In a subsequent series of compositions and live recordings that he dubbed “Tape Chants,” he traded the computer for acoustic instruments and analog electronic equipment, like piano, gong, analog synthesizer, sine wave oscillator, contact microphones, motors, mixer feedback, and cassette tapes and recorders. In live performances he would place tape decks in different parts of a room and alter the volumes of each as they played—depending on where each audience member sat, they would hear the piece slightly differently. Tape Chants, a studio recording that serves as the third installation of the series, borrows from previous live recordings but dispenses with these spatial experiment and brings in more “rhythmic textures,” as Kowalsky calls them—not actual beats, but elements that suggest a sense of progression.

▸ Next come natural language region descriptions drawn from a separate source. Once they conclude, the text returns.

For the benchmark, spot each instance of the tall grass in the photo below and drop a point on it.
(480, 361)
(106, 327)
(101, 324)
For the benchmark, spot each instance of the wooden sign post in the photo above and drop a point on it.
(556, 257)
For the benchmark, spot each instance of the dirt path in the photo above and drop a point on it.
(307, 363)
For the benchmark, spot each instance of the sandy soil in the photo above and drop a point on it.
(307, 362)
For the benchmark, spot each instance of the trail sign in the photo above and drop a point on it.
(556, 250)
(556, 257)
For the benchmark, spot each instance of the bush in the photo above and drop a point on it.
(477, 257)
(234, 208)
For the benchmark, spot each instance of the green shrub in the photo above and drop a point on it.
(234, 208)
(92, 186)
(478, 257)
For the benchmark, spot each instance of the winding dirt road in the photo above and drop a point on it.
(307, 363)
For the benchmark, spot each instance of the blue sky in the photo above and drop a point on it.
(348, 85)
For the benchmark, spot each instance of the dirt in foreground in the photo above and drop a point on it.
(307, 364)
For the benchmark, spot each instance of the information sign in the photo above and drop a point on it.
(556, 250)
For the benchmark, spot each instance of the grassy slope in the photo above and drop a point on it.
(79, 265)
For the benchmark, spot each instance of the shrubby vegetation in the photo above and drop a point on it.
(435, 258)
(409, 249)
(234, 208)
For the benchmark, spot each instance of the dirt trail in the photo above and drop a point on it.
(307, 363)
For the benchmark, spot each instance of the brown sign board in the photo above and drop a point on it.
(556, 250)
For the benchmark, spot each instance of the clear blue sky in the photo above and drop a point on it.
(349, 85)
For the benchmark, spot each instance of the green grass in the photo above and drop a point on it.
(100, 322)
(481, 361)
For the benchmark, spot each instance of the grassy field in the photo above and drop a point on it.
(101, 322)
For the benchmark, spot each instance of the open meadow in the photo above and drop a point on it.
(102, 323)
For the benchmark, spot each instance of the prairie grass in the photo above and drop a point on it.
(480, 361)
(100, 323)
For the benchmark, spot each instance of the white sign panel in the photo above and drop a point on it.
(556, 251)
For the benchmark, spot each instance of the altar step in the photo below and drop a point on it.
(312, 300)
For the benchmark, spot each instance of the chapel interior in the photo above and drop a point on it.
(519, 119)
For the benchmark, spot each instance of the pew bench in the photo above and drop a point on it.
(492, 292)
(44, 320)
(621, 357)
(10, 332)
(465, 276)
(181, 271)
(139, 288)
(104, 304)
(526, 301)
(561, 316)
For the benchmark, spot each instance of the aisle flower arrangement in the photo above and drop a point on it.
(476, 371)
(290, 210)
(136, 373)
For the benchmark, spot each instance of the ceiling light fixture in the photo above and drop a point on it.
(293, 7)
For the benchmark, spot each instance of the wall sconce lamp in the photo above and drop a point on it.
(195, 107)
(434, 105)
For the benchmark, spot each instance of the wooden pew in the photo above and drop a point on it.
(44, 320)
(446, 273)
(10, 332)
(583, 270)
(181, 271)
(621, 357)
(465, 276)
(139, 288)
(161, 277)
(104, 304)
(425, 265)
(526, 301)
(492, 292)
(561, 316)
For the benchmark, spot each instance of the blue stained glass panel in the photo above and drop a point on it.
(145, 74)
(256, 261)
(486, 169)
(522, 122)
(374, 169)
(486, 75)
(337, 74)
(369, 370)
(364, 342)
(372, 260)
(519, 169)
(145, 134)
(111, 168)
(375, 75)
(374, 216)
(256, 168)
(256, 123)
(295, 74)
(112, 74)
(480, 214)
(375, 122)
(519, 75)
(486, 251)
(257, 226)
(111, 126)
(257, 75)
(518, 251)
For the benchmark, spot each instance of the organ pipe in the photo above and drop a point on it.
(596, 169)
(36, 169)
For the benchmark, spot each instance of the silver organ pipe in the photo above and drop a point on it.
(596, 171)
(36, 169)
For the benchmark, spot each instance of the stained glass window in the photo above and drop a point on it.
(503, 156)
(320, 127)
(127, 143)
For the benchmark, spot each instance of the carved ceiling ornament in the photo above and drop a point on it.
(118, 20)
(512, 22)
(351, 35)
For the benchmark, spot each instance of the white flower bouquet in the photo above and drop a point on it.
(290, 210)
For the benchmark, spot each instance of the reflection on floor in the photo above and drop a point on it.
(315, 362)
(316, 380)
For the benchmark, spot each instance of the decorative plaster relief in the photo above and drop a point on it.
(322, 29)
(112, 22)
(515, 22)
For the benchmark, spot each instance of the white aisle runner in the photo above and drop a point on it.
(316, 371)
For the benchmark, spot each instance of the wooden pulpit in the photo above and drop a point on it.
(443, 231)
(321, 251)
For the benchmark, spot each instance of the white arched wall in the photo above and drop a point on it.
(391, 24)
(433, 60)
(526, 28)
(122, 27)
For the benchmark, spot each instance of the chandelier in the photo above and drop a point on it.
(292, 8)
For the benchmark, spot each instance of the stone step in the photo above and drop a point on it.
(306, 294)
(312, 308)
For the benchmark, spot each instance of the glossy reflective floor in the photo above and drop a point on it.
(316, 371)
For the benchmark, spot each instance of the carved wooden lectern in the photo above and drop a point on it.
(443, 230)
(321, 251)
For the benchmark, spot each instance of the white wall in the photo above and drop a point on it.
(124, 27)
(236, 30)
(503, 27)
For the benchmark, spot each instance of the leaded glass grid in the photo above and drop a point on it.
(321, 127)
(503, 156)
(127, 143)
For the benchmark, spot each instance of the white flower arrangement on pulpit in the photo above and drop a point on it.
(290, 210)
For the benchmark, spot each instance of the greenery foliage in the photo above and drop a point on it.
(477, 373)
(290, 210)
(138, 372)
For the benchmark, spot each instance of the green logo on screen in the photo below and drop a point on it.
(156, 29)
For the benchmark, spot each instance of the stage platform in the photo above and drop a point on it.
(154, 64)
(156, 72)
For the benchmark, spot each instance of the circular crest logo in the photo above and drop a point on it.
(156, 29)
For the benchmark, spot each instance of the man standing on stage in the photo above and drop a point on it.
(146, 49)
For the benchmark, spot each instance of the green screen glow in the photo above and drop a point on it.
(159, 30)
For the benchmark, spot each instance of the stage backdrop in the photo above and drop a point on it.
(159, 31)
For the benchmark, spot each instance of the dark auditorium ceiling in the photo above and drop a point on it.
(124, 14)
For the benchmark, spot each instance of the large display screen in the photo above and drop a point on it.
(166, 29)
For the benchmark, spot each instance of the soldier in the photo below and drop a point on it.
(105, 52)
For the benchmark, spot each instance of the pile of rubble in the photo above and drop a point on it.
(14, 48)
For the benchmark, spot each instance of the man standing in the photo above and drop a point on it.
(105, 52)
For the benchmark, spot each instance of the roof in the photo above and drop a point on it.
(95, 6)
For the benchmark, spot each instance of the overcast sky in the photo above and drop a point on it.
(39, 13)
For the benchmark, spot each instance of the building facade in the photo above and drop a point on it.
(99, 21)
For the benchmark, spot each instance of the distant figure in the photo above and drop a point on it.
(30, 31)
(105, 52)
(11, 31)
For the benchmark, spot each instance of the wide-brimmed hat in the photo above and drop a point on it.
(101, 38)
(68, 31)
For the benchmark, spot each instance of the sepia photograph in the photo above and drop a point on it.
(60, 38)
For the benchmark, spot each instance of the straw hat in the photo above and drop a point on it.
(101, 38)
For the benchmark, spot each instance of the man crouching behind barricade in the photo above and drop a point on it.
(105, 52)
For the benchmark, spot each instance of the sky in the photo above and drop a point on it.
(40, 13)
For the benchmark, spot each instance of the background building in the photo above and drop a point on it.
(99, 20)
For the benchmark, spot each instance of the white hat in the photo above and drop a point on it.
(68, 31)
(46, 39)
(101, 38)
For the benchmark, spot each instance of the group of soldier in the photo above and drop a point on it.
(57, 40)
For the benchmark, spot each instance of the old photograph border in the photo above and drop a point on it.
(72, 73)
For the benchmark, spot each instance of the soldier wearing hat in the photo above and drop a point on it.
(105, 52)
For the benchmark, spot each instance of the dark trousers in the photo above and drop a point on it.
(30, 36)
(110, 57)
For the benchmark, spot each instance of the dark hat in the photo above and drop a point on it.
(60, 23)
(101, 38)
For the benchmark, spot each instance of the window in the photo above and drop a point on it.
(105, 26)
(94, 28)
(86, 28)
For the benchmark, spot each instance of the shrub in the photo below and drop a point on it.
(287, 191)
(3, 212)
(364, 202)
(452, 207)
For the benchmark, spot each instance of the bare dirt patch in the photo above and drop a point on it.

Like the sonic equivalent of a Mark Rothko painting, Tape Chants at first sounds like one drone tone transitioning into the next; in fact, the record is an infinite realm of fluid colors and textures at once beautiful and unsettling, full of overwhelming sine waves and sublime sounds that mingle and overtake each other. “I-IV,” stretching to an epic twenty minutes, is like a mirage rippling in slow motion: a low hum and a warm flute-like tone give way to a high-frequency tone and a low crackle; the piece eventually evolves into a heavenly warbling sound and a throbbing drum pulse before finally dissipating into weird sonic flotsam. “VI-VII,” clocking in at thirteen minutes, is a cornucopia of harsh sucking sounds, shruti box-like drones, and glassy overtones. The first signs of discernible melody in the 49-minute album are the wandering, submerged piano notes in “IX.” The heavy gong of “X-XI,” which melds with what could be some kind of motor, makes for a meditative end point.
Most people would consider the drone tone a motionless thing, but Gregg Kowalsky has shown the listener that it can be a vibrant pulsating force. It’s perfectly reasonable to listen to Tape Chants at an ultra-low volume (a la Morton Feldman), but to absorb all of the color and contour of this veritable ocean of sound, I recommend playing it very loud.